Begitu sulit ketika mendiaminya, tatkala dunia dalam imaji masih mengumbar sebuah rasa yang sepertinya tak ada guna dengan tak beranjak pergi dan meninggalkan persefsi formalitas ini.
“Sungguh sayang jika terlewatkan” terkutip perkataan dari orang yang katanya bijak, menyentil imajiku agar terbangun dari hal-hal fiktif yang terus bersemi dalam ruang dunia persefsiku.
Tetapi anehnya ada kesan sayang jika hendak meninggalkan imaji yang telah terbangun selama ini, karena aku masih sebuah cermin yang dihadapkan ke sebuah cermin lainnya yang hasilnya tak bisa melihat apa lagi menilai keadaan dari diri sendiri.
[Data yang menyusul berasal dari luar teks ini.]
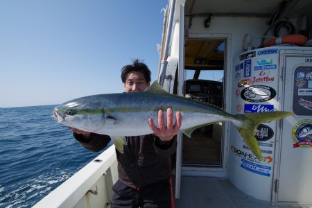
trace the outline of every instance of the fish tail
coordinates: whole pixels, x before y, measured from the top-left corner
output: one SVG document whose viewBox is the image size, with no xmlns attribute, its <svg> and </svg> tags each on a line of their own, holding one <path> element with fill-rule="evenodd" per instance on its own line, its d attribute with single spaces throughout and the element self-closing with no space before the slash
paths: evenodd
<svg viewBox="0 0 312 208">
<path fill-rule="evenodd" d="M 249 113 L 236 114 L 236 116 L 243 122 L 243 127 L 236 125 L 239 133 L 246 142 L 250 150 L 261 160 L 261 151 L 259 147 L 258 141 L 254 137 L 257 127 L 263 123 L 280 119 L 293 115 L 292 112 L 286 111 L 274 111 L 260 113 Z"/>
</svg>

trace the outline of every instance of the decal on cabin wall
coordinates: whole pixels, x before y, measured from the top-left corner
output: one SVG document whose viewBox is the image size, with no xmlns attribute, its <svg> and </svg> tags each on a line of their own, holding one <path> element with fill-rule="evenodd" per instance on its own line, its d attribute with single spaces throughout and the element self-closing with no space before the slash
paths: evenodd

Mungkin termasuk labil, mungkin juga termasuk kegagalan dalam beredukasi. Semua proses kemungkinan ini bisa terjadi.
Kegalauanku makin menemukan klimaksnya, ketika semeliwir angin bersabda di diameter telingaku kananku tentang “Apa yang menantimu di hari esok?? Apakah hanya kematian???????”
Nampaknya angan pula yang bersiap membunuhku dengan segala hasutan yang pernah terlewatinya.